As a throughput ceiling for each of these Topics, assume an average of 100 messages per second at the entity level. Given you’re creating and routing three copies of every submitted event, you can ingest at most some 33 messages per second into each Topic. That’s obviously a (shockingly) defensive number. The reason to be very cautious is that you’re dealing with distributed devices that send messages every hour, and it would be somewhat naïve to assume perfect, random distribution of event submissions across any given hour. If you assume the worst-case scenario of a 10-minute event interval with one extra control interaction feedback message per device and hour, you can expect seven messages per hour from each device and, therefore, rounding down, you can hook some 50,000 devices onto each Topic.
While this flow rate is nothing to worry about for storage throughput, storage capacity and the manageability of the event store are concerns. The per-device event data at a resolution of one hour for 50,000 devices amounts to some 438 million event records per year. Even if you’re very greedy about how to pack those records and use, say, only 50 bytes per record, you’ll still be looking at 22GB of payload data per year for each of the scale-units. That’s still manageable, but it also underlines that you need to keep an eye on the storage capacity and storage growth as you think about sizing scale-units.
Based on the one-year ramp-up projection, you’ll need five of these scale-units for the first year and 50 after the third.
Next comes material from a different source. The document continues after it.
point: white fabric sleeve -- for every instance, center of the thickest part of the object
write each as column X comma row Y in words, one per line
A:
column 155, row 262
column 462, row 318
Now let’s look in more detail at how the incoming events will be handled and used. To illustrate that, I’m zooming in on one of the scale-units in Figure 3.
Figure 3 A Scale-Unit
The messages originating from the devices can be split into two broad categories: control replies and events. The control replies are filtered by the subscription for the control system. The events, containing the current device status and sensor readings, are routed to the storage writer and to the aggregator via separate subscriptions.
The storage writer’s job is to receive an event from the subscription and write it into the event store.
For storing events, Azure Table Storage is a great candidate. To support the partitioning model, a storage account will be shared across all partitions in the system and have one table per partition. The table store requires a partition key to allocate data rows to a storage section, and you’ll use the device’s identifier for that key, which will yield nice lookup performance when you need to serve up historical stats to plot graphs. For the row key, simply use a string-encoded timestamp in a compact YYYYMMDDHHMMSS format that yields chronological sorting and allows for range queries for plotting graphs. Also, because individual devices will, in this case, never send events in intervals of less than a second, you don’t need to worry about potential collisions. The timestamp will be derived from the message’s EnqueuedTimeUtc property that the Azure Service Bus broker automatically stamps on each incoming message, so you don’t have to trust the device’s clock. If you were building a high-throughput solution where collisions were possible, you could additionally leverage the message’s SequenceNumber property, which is a unique, sequential 64-bit identifier the broker stamps on each message.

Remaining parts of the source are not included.